Research Backed Reasons to Keep Feeling Grateful After Thanksgiving

Now that Thanksgiving is over, you might be tempted to shelve the idea of gratitude until next year. However, according to several interesting research studies, it’s worth practicing gratitude on the regular. Want to know the details? Read on!

Gratitude Increases Positive Qualities Like Determinism And Enthusiasm

In a series of experiments, scientists Robert A. Emmons and Michael E. McCullough, out of the University of California, Davis, and the University of Miami, respectively, tested the effects that practicing gratitude has on the feelings and behaviors of participants.

In one study, participants were divided into three groups. Each group was told to keep a journal for 10 weeks. The first group was instructed to write down things that they were grateful for (e.g. sunsets, life, friendships, etc.). The second group was told to write down daily hassles, like traffic, being late, or spilled coffee. The third group was told only to write down events, which could be either positive or negative, and this group was used as the control group.

At the end of the 10 weeks, the group that had focused on gratitude was 25% happier than the other two groups, did an average of 1.5 more hours of exercise than the others, and showed increased optimism. Those are great results for relatively little effort!

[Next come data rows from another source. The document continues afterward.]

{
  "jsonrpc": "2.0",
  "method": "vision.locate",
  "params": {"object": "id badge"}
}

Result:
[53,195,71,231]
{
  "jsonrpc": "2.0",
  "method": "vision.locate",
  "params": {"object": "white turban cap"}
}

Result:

Gratitude For What You Have Does Not Come From Comparing Yourself To Others

To determine whether the results of the last study came from practicing gratitude specifically, or, simply comparing oneself with someone less fortunate, the researchers altered the control conditions by asking people in that group to write down ways in which they were better off than others. Not surprisingly, this didn’t make them happy. Anyone who’s ever been told to think about how her problems aren’t as bad as her Aunt Betty’s can attest to that!

Gratitude Can Have A Positive Effect On Physical Health

Emmons and McCullough took some heat after those first two studies, because they were conducted on undergraduate college students, who, some might say, have everything going for them. To conquer those criticisms, the pair did their third study on adults who had neuromuscular disorders, often as a result of surviving polio. Even with this hardship, practicing gratitude had wonderful results, including increasing optimism, and improved sleep.

Practicing Gratitude Can Lower Depression

Chinese researchers, (Ng., et al, 2012) found that people who showed more gratuitous attitudes had lower levels of depression and anxiety than people who did not. However, while practicing gratitude has a direct effect on lowering depression, it has an indirect effect on lowering anxiety, by way of improving sleep. Either way, it works!

Gratitude Is Associated With More Activity In The Hypothalamus And Increased Dopamine

If these studies have you wondering how, exactly, gratitude affects the brain, you aren’t alone! Researchers at the National Institutes of Health looked at blood flow in different regions of the brain while participants practiced feelings of gratitude. What they found was that the hypothalamus (the area of the brain responsible for everything from eating, drinking, sleeping, metabolism, stress levels, and the kitchen sink), is more active during periods of gratitude. This explains how gratitude can offer a positive impact on so many different areas of life.

Finally, increased gratitude is related to higher levels of dopamine in the brain, which, scientifically speaking, means It Feels Good!